Heftiger Sturm überrascht Schulhöfe
Ein plötzlicher Hagelsturm hat am Freitagvormittag in Teilen von Winterthur zahlreiche Schulen überrascht. Mehrere Schülerinnen und Schüler wurden von grossen Hagelkörnern getroffen und leicht verletzt. Zudem kam es zu Sachschäden an Sportanlagen; das Freibad Wülflingen ist teilweise beschädigt und bleibt vorläufig geschlossen. Die Aufräumarbeiten laufen.
Verletzte Kinder, Eltern alarmiert
Unter den Betroffenen sind zwei Geschwister: Die elfjährige Loujaine und ihr neunjähriger Bruder wurden während der etwa zehn Uhr dauernden Pause vom Hagel getroffen. Beide trugen nach Angaben der Familie Beulen und Schürfwunden an Kopf, Armen und Hüfte davon. Das Mädchen berichtete, sie habe trotz Warnung der Lehrperson einen Treffer am Kopf erhalten und sich danach kurz schwindlig gefühlt.
«Wir sahen dunkle Wolken, plötzlich fing es fest an zu hageln», sagte Loujaine.
Der neunjährige Bruder gab an, dass in seinem Schulhaus insgesamt sechs weitere Kinder durch Hagelkörner verletzt worden seien. Die Mutter, die selbst als Lehrperson tätig ist, holte ihre Kinder nach dem Vorfall nach Hause und sorgte insbesondere dafür, mögliche Kopfverletzungen auszuschliessen.

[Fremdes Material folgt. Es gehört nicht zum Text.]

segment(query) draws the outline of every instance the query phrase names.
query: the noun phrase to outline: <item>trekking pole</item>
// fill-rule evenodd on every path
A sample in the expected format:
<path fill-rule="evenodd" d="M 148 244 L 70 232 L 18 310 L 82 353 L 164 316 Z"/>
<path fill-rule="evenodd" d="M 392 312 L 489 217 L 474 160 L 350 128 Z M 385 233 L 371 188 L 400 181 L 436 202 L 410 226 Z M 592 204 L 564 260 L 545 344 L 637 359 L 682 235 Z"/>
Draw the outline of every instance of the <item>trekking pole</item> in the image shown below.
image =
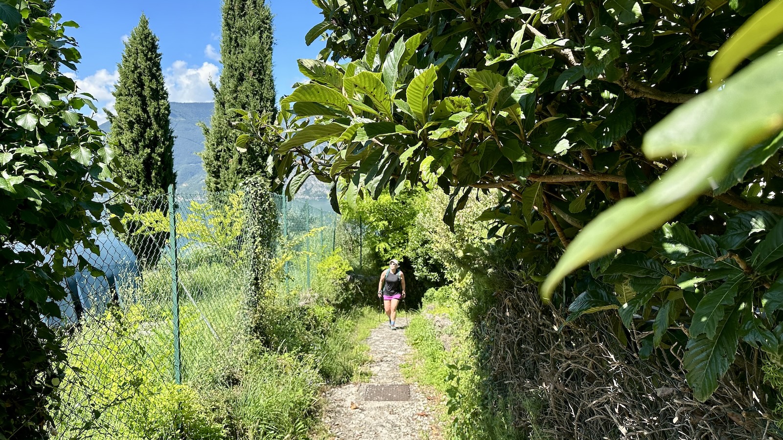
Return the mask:
<path fill-rule="evenodd" d="M 402 297 L 402 310 L 405 311 L 405 328 L 407 329 L 410 325 L 410 317 L 408 316 L 408 303 L 405 301 L 405 297 Z"/>
<path fill-rule="evenodd" d="M 383 319 L 381 317 L 384 314 L 384 297 L 378 297 L 378 299 L 381 301 L 381 313 L 378 315 L 378 323 L 382 323 Z"/>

Schaden an Freizeitanlagen und Sperrungen
Neben den Personenschäden entstanden sichtbare Schäden an Sportanlagen. Das Freibad Wülflingen wurde stark beschädigt und ist aktuell teilweise geschlossen. Konkrete Angaben zu Umfang der Schäden und zur Dauer der Schliessung liegen noch nicht vor; die zuständigen Stellen führen Aufräum- und Sicherungsarbeiten durch.
- Zeitpunkt: Freitagvormittag, während der etwa 10-Uhr-Pause
- Betroffene: Mehrere Schülerinnen und Schüler; namentlich genannt: Loujaine (11) und ihr Bruder (9)
- Schäden: Sportanlagen und Freibad Wülflingen; Teile bleiben vorläufig geschlossen
- Massnahmen: Aufräumarbeiten laufen; Eltern wurden informiert
Konsequenzen für Schulbetrieb und Sicherheit
Der Vorfall wirft Fragen zur Wettervorsorge in Schulen und bei Aussenaktivitäten auf. Plötzliche Unwetter mit Hagel können Kinder im Pausenhof gefährden, insbesondere wenn die Warnzeiten knapp sind und Schutzmöglichkeiten fehlen. Eltern und Lehrpersonen zeigten sich nach dem Ereignis alarmiert; die erwähnte Mutter entschied, ihre Kinder aus Vorsicht zuhause zu behalten und auf mögliche Kopfverletzungen zu achten.
Weitere Schritte und offene Fragen
Bislang gibt es keine offiziellen Zahlen zu Gesamtanzahl der Verletzten oder zur genauen Schadenshöhe. Die Kommunikation der betroffenen Schulen und der städtischen Stellen zu Sperrungen, Ersatzangeboten für den Badebetrieb und weiteren Sicherheitshinweisen steht aus. Auch die Kantonspolizei und die lokalen Einsatzkräfte sind möglicherweise in Aufräum- und Sicherungsarbeiten involviert; entsprechende Meldungen wurden publiziert.
Eltern werden gebeten, die Informationen ihrer Schulen aufmerksam zu verfolgen und bei Anzeichen von Kopf- oder anderen ernsthaften Verletzungen ärztlichen Rat einzuholen. Die Stadt und die Betreiber der Sportanlagen arbeiten daran, temporäre Gefahrenstellen zu beseitigen und den Betrieb so rasch wie möglich wieder aufzunehmen.
Die Entwicklung bleibt für die kommenden Tage zu beobachten: Neben der Wiederherstellung der Infrastruktur steht auch die Abklärung, ob zusätzliche Schutzmassnahmen für Pausen und Aussenaktivitäten getroffen werden müssen, im Vordergrund.